EEO-1 Pay Data is Now Due By September 30

Employers who file EEO-1 Reports now must disclose pay data by September 30, 2019.

In our post entitled Will Employers Have to Begin Reporting Pay Data to EEOC?, we recounted how the Office of Management and Budget had (OMB) imposed a stay on the Obama administration’s plan to require employers to submit pay and hours data as part of the EEO-1 Report. The National Women’s Law Center, among others, filed a lawsuit challenging OMB’s decision and D.C. District Court Judge Tanya S. Chutkan ruled that the stay was must be lifted.

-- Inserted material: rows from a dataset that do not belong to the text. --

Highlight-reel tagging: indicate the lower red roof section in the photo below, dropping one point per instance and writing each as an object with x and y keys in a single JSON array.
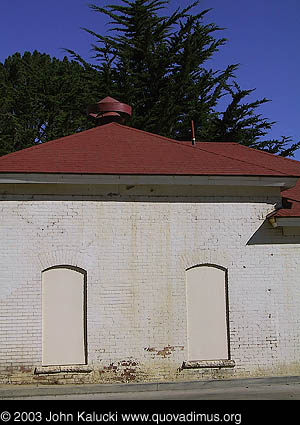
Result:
[{"x": 118, "y": 149}]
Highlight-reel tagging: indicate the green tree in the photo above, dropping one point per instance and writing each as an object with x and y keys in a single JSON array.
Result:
[
  {"x": 43, "y": 98},
  {"x": 159, "y": 65}
]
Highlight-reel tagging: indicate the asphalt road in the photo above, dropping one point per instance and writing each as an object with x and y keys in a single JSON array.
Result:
[{"x": 232, "y": 390}]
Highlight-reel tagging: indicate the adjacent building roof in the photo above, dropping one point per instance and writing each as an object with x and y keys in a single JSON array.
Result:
[
  {"x": 117, "y": 149},
  {"x": 290, "y": 203}
]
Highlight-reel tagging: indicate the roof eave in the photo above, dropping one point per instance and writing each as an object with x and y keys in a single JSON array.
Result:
[{"x": 283, "y": 182}]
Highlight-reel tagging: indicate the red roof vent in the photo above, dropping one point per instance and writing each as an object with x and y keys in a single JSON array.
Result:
[{"x": 109, "y": 110}]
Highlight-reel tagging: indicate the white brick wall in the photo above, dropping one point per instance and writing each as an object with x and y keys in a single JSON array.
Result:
[{"x": 135, "y": 251}]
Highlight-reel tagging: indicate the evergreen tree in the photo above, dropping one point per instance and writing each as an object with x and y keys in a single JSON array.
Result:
[
  {"x": 159, "y": 65},
  {"x": 43, "y": 98}
]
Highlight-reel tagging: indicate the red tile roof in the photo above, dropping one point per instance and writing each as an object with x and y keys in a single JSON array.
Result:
[
  {"x": 291, "y": 203},
  {"x": 118, "y": 149}
]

The Department of Justice has appealed Judge Chutkan’s ruling but the lifting of the stay on the requirement to submit pay data remains in effect.  In other words, the data must be submitted.

What has to be submitted

That then left the questions of what data had to be submitted and when.   We now have the answers:

– Employers must collect the pay and hours data for calendar years 2017 and 2018.

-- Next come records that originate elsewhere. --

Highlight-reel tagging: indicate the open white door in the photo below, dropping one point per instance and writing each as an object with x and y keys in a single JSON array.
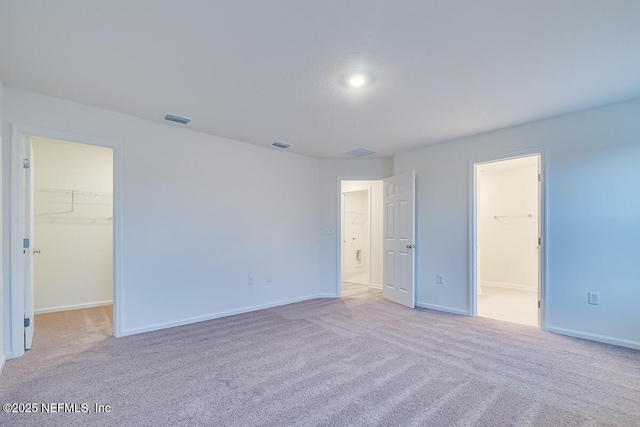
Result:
[
  {"x": 399, "y": 238},
  {"x": 28, "y": 246}
]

– The deadline for submitting the data is September 30, 2019.

The EEOC plans to open their portal to retrieve the information electronically sometime in July of this year.

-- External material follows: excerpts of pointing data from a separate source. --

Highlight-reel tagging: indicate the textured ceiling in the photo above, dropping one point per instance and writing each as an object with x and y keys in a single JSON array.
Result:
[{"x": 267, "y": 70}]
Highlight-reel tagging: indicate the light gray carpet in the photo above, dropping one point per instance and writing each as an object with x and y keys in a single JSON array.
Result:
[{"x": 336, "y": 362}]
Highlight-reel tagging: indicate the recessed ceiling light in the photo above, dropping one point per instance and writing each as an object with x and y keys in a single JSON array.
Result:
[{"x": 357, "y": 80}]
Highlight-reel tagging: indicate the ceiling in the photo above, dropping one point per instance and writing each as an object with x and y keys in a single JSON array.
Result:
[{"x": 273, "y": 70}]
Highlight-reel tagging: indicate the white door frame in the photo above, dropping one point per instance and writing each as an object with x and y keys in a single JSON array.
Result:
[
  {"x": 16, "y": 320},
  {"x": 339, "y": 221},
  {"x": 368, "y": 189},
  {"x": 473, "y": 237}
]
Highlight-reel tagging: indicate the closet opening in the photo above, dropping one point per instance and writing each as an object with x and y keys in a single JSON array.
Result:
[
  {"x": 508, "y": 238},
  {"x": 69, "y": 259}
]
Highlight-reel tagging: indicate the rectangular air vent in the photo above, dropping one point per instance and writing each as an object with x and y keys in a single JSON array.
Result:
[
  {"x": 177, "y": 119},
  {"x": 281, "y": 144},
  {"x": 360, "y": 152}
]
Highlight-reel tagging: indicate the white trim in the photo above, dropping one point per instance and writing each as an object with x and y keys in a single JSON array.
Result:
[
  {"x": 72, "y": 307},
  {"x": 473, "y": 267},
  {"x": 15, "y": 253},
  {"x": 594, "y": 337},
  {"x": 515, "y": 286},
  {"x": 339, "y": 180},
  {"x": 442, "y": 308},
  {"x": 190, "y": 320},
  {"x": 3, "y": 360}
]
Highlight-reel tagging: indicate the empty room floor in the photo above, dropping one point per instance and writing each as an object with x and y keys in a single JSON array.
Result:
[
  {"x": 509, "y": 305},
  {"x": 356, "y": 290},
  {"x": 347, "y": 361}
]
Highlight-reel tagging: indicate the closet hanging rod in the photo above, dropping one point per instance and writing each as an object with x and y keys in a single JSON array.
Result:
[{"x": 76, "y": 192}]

What Employers Should Do Now

First, start figuring out how to collect all of the requested data and what obstacles you might have to overcome if it is not readily attainable.

Once you have the data, see if any disparities leap out at you.  If so, consider how you might remedy those disparities.  Even if you cannot do so by September 30, the fact that you have a plan in place and are implementing it should help avoid citation by the EEOC.

Do your best to comply with the September 30, 2019, but recognize that many employers will be unable to do so and the EEOC is expected to be pretty forgiving on this first go-around.

Watch for a decision on the DOJ’s appeal.

Bottom Line

If you have not already done so, put in place an HR system that will track this data effectively from now on.  It appears that this requirement is here to stay.